Congratulations to Yangguang TIAN, for his success of Master degree, and PhD position in EPFL

Congratulations to Yangguang TIAN, for success of defense for Master degree of Physics, on bacterial interaction with cells. Afterwords, he basically was accepted being PhD candidate in EPFL.

From 2022 to 2025, Yangguang investigated the bacterial interaction with cells in fluids, working as a master student in our group. Flagella-driven motility is a key mechanism for bacteria to achieve autonomous migration, and their movement behavior is closely related to the formation and spread of lesions within biological tissues, particularly in the blood system, which serves as a crucial medium for bacterial migration and widespread infection. From a fluid dynamics perspective, systematic physical models have been established to explain bacterial behavior in various inorganic complex environments, including run and tumble in fluid environments, circular motion under surface constraints, surface capture induced by self-alignment, and upstream and drift motion in shear flow. However, despite excluding the influence of biochemical factors, the high deformability of cells, complex surface components, extreme spatial confinement, and diverse flow environments within the blood system present new challenges for understanding bacterial movement and migration mechanisms in this context. Therefore, this study constructs a biological interface model composed of red blood cells (RBCs) and human vascular endothelial cells (HUVECs) to systematically explore the regulatory mechanisms of bacterial capture, escape, and accumulation behaviors at cell interfaces.

First, to investigate the effects of naturally occurring soft interfaces and confined crowded features in biological tissues on bacterial behavior, we constructed a confined space with soft and constrained characteristics based on the unique biconcave shape of red blood cells. This model simulates bacterial capture and escape behavior in cellular environments. Through dynamic imaging of flagellated bacteria, we identified three typical bacterial escape modes, which exhibited significant differences in bacterial flagellar status, escape kinematics, and capture duration. By regulating RBC stiffness and adhesion, the study systematically clarified the impact of soft and confined spatial characteristics on bacterial escape behavior.

Next, to determine whether theoretical models based on the assumption of ideal interfaces (rigid, smooth, and without biological interactions) are applicable to biological cell interfaces, we used microfluidic technology to construct an in vitro endothelial cell layer model system. We compared bacterial movement and accumulation behavior on glass and cell surfaces under both static and flow conditions. The study found that the cell surface.
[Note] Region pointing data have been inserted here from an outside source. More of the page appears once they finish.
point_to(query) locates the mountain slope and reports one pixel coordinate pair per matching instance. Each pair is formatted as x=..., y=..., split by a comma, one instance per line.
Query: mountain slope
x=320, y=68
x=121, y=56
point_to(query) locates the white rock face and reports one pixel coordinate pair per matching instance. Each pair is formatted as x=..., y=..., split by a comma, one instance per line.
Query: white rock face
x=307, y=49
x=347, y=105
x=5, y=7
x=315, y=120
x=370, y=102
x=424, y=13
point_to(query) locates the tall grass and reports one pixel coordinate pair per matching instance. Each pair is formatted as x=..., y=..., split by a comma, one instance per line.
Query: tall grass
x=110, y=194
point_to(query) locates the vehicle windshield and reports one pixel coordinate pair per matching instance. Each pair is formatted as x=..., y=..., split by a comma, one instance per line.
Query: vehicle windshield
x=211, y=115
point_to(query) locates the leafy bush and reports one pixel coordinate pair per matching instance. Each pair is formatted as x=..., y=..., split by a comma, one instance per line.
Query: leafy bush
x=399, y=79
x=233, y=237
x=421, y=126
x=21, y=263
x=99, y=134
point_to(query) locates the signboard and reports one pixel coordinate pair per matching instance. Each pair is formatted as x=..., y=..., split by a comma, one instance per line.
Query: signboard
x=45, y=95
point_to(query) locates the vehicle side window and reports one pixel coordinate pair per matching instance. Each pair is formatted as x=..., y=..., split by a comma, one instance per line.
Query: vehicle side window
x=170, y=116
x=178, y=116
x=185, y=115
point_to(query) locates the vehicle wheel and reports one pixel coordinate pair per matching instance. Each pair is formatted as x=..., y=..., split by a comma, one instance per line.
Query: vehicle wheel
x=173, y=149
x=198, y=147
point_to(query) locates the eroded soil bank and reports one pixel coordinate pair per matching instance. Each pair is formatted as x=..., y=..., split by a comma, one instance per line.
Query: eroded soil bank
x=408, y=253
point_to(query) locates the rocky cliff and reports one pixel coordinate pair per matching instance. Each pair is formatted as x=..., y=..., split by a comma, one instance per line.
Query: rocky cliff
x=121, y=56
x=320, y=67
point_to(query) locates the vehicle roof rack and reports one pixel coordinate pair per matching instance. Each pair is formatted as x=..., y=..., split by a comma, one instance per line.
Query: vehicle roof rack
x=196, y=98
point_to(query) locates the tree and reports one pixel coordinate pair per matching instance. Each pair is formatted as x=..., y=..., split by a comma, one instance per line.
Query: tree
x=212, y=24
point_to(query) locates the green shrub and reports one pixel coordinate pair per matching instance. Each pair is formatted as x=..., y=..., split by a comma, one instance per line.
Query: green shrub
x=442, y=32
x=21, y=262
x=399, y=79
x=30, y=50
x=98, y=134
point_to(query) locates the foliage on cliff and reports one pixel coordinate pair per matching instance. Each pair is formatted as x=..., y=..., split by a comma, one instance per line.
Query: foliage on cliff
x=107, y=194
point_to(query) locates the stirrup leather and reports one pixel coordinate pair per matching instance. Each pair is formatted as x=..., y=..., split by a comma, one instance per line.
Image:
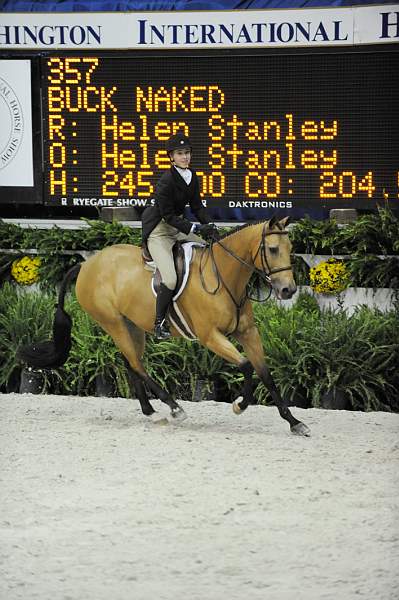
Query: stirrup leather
x=161, y=330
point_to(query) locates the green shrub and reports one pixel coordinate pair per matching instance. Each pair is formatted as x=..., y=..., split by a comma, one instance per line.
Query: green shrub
x=24, y=318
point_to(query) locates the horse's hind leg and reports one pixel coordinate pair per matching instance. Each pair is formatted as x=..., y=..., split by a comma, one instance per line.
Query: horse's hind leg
x=136, y=384
x=131, y=342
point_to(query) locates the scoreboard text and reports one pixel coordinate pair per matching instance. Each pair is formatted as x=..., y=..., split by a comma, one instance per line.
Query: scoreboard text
x=268, y=131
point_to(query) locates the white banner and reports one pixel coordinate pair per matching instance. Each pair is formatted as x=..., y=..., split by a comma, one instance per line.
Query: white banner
x=216, y=29
x=16, y=159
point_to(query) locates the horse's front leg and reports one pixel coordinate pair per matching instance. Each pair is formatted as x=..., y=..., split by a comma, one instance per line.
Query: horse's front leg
x=253, y=348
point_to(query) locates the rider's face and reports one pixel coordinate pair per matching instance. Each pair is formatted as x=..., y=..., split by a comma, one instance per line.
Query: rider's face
x=182, y=157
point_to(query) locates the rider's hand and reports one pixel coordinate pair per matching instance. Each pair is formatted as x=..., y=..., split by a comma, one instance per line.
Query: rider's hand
x=209, y=231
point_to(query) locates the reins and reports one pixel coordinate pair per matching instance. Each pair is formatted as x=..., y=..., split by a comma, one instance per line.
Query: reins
x=263, y=273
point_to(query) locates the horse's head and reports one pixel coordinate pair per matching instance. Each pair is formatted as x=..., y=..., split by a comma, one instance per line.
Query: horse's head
x=273, y=257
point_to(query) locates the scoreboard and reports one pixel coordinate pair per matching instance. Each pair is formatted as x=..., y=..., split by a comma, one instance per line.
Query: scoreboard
x=269, y=130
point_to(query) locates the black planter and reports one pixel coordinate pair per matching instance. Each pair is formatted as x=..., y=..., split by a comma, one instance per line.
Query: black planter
x=32, y=381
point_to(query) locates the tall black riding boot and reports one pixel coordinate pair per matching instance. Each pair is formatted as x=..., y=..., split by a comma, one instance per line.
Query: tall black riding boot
x=164, y=298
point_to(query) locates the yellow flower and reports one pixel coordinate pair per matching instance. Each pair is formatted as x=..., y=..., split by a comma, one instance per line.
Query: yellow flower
x=329, y=277
x=25, y=270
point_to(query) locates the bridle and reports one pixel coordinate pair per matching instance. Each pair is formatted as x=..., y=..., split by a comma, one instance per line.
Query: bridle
x=264, y=273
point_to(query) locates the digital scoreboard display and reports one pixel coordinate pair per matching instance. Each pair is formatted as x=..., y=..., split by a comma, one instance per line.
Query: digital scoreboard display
x=269, y=131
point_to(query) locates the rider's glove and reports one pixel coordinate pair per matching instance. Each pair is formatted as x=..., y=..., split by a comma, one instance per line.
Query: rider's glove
x=209, y=231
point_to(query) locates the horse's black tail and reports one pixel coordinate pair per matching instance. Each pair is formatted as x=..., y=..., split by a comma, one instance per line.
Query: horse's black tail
x=53, y=353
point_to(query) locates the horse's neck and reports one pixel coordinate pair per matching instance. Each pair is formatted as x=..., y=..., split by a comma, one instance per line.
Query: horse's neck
x=240, y=244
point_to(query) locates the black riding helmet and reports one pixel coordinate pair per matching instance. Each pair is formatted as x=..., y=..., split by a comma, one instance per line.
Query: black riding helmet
x=178, y=142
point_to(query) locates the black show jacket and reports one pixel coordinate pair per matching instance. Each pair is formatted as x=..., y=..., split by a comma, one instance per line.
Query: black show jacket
x=172, y=194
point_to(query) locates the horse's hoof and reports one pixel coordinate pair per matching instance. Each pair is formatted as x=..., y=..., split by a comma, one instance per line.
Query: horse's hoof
x=300, y=429
x=235, y=406
x=178, y=415
x=158, y=419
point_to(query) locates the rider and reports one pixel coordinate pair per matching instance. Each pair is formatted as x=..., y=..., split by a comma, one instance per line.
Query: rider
x=164, y=222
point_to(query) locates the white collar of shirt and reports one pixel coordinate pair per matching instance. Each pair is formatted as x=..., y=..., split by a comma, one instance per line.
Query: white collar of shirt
x=185, y=173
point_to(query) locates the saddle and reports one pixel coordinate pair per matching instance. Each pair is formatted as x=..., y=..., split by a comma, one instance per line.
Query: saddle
x=182, y=256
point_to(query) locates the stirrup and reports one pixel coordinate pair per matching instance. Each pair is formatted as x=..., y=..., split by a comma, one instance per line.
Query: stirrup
x=161, y=330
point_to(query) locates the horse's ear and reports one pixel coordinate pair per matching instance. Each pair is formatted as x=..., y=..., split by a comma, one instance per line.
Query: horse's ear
x=273, y=221
x=284, y=222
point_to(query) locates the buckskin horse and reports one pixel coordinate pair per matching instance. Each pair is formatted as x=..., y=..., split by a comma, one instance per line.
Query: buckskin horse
x=113, y=287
significantly influenced the bacterial circular motion radius by regulating the effective distance between bacteria and the surface. Furthermore, bacteria on cell surfaces exhibited two distinct adhesion states: tight and loose adhesion. Bacteria in different adhesion states responded very differently to shear flow. In terms of bacterial surface accumulation, despite the positive contribution of adhesion behavior, physical effects, particularly shear-induced drift motion and shear trapping, still played a dominant role.
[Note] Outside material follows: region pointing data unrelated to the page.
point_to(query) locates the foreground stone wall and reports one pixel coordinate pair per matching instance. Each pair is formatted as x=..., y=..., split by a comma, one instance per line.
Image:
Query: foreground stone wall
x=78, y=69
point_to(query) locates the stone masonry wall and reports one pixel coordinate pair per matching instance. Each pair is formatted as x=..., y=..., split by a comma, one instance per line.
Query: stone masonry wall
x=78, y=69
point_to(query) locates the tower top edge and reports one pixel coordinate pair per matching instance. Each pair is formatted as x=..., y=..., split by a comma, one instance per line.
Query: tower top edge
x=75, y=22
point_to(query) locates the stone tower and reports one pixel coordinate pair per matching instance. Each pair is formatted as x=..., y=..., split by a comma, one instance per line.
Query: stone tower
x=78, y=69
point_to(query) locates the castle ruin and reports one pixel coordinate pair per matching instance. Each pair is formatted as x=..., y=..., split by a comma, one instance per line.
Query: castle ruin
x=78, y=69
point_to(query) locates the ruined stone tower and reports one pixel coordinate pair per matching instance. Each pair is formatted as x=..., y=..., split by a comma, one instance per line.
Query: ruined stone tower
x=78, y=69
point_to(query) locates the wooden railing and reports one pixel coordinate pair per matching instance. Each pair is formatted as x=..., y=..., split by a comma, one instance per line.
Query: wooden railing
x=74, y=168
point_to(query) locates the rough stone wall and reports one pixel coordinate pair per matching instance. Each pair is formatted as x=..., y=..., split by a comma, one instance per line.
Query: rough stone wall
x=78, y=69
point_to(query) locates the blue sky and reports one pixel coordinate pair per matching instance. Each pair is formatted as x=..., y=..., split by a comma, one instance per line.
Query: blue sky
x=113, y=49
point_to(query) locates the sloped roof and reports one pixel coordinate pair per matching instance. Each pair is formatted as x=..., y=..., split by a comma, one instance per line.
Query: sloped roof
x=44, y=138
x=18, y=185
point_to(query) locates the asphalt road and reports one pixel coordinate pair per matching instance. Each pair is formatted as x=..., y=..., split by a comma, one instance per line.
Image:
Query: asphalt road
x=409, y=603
Finally, to explore bacterial movement behavior in extremely confined blood flow environments (analogous to capillaries), we constructed a single line red blood cell flow simulating capillaries using microfluidic technology and studied the dynamic bacterial entrainment effect induced by red blood cell vortices. The results showed that flow parameters (such as red blood cell spacing and flow rate) affected the bacterial orbital period in vortices, while bacterial morphology and movement characteristics determined their trajectory and spatial distribution. Spherical bacteria oscillated with vortices, non-motile long-rod bacteria were captured and rotated at the front of vortex, and motile long-rod bacteria drift with upstream orientation and accumulated at the vortex rear. After long-distance transport, a significant phase separation between bacteria and RBCs occurred, with different bacterial morphologies and motility characteristics exhibiting characteristic spatial distribution patterns.

In conclusion, this thesis systematically investigates bacterial capture, escape, and accumulation behaviors in soft confined spaces, cell surfaces, and capillary dynamic vortex environments under the constraints of red blood cells and vascular endothelial cells. These findings provide new experimental evidence for understanding bacterial movement and colonization in blood systems and biological tissues, and also contribute to the understanding of lesion formation and diffusion dynamics during blood infections.